Kumar Sangakkara has played down Sri Lanka's tag of overwhelming favourites for the two-Test series against New Zealand

Sa'adi Thawfeeq
Kumar Sangakkara speaks to reporters, Colombo, August 6, 2009

Kumar Sangakkara: "Day by day over five days if you can perform better than New Zealand yes, we will win."  •  AFP

Kumar Sangakkara has played down Sri Lanka's tag of overwhelming favourites for the two-Test series against New Zealand, saying instead that the past mattered little when it came to game day.
"It doesn't matter what we done against Pakistan we've got to get into this Test series as a new game and play tough, fair and really competitive cricket and do what we know really well. If we do that we got a great chance of winning," said Sangakkara. "Day by day over five days if you can perform better than New Zealand yes, we will win. But if we go into a match thinking we are going to win on recent form, walk in there with no plans and no attitude, no positive body language or intent then we are not going to do well."
Sri Lanka are bound to target the inexperience of New Zealand's batsmen against spin in hot and humid conditions and especially against Ajantha Mendis, against who they struggled in the ICC World Twenty in England. None of the batsmen have played a Test in Sri Lanka and this is a factor that the hosts are looking to put pressure on.
In that aspect Mendis stands the likely choice to partner the world's leading wicket-taker Muttiah Muralitharan despite the fact that left-arm spinner Rangana Herath played a major role in Sri Lanka's 2-0 win over Pakistan with 15 wickets.
"If it comes down to the choice of picking Mendis or Herath it will be one of the most difficult ones. But at the end of the day you've got to make the right choice," said Sangakkara. "To do that sometimes the decisions are tough but they got to be made. Whichever way they go the decision will be made for the good of the side and towards winning the Test match.
"Having watched Mendis bowling against New Zealand in the Twenty20 we've also got Murali who's coming back after injury.
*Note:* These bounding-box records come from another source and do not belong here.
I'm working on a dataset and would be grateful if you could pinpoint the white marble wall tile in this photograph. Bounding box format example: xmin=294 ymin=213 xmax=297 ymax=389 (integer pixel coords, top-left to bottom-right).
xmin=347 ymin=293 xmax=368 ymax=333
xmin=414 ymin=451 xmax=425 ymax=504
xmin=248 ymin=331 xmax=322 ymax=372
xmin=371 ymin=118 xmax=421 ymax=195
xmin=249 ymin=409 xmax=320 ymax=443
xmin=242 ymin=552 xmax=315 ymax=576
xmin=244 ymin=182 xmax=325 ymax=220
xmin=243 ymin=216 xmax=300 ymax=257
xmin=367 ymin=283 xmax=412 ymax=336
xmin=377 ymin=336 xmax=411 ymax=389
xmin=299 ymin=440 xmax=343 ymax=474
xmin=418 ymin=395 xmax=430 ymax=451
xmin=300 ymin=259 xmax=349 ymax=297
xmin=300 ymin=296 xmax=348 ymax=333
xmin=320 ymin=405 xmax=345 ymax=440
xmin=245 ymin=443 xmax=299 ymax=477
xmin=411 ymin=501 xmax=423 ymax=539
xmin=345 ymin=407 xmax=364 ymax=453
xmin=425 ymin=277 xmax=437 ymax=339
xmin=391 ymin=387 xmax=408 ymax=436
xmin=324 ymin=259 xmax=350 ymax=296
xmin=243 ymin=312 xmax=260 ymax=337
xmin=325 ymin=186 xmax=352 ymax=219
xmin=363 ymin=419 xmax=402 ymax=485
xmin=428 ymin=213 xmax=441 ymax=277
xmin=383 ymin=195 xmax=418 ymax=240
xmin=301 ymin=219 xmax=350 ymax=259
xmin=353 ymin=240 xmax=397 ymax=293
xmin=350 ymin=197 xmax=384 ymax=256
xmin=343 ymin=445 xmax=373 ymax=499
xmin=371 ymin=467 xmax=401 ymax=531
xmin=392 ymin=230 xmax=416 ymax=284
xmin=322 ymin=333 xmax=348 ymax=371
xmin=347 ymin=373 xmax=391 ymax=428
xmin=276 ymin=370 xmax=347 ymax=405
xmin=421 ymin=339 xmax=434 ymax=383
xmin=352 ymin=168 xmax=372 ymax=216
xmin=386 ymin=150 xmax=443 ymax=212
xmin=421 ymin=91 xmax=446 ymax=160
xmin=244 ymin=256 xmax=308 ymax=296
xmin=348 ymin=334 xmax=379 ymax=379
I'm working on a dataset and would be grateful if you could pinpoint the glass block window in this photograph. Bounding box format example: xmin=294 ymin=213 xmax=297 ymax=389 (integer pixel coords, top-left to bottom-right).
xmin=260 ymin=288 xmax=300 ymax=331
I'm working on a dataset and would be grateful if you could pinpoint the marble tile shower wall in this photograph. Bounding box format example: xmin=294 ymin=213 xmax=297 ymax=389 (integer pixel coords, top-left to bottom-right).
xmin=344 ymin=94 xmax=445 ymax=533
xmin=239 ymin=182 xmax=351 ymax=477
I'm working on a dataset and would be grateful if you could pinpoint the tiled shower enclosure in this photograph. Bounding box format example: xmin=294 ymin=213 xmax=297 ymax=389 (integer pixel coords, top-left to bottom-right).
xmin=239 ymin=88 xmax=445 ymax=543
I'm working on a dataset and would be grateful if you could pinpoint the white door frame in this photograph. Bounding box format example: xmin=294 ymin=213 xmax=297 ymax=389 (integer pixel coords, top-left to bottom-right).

We got a very strong spin attack and both of them have been spinners who've won us games. We are looking forward to having that same combination. Herath's had a wonderful Test series against Pakistan we have the choice but once you make that choice you've got to go out there and really perform."
Also returning to the Test side after injury is specialist wicketkeeper Prasanna Jayawardene whose presence forced Sri Lanka to change their opening batting combination. Malinda Warnapura, who opened with Tharanga Paranavitana against Pakistan, will have to make way for the return of Tillakaratne Dilshan who is being promoted to open the batting. "Dilshan will play a very important role. We know that he's been our No. 1 opener in the shortest version of the game," said Sangakkara. "We might ask him to do that role in Test matches as well. He's one player who can win matches for us he's done it in the past."
In recent times Sri Lanka's bowling has moved away from spin to seam as their main weapon for success with the advent of bowlers like Nuwan Kulasekara and Thilan Thushara, who spearheaded the bowling against Pakistan. The Galle pitch too has interestingly not proved to be what it has been over the years.
"It's not been a traditional Sri Lankan pitch which is really good for the make up that we have in the side," said Sangakkara. "We've got lots of fast bowlers coming through, most of them are bowling 140 plus now and we've got two of the best spinners in the world going around. We've got the balance of the side to meet the requirements of the wicket and opposition.
"New Zealand's got really good and capable players it's a very interesting mixture. We've seen most of them over the years and they've got a lot of quality as well. They are a side that you really can't take for granted for the variation they have, the spinners and fast bowlers. We know they got their bases covered what we got to do is try and play better cricket."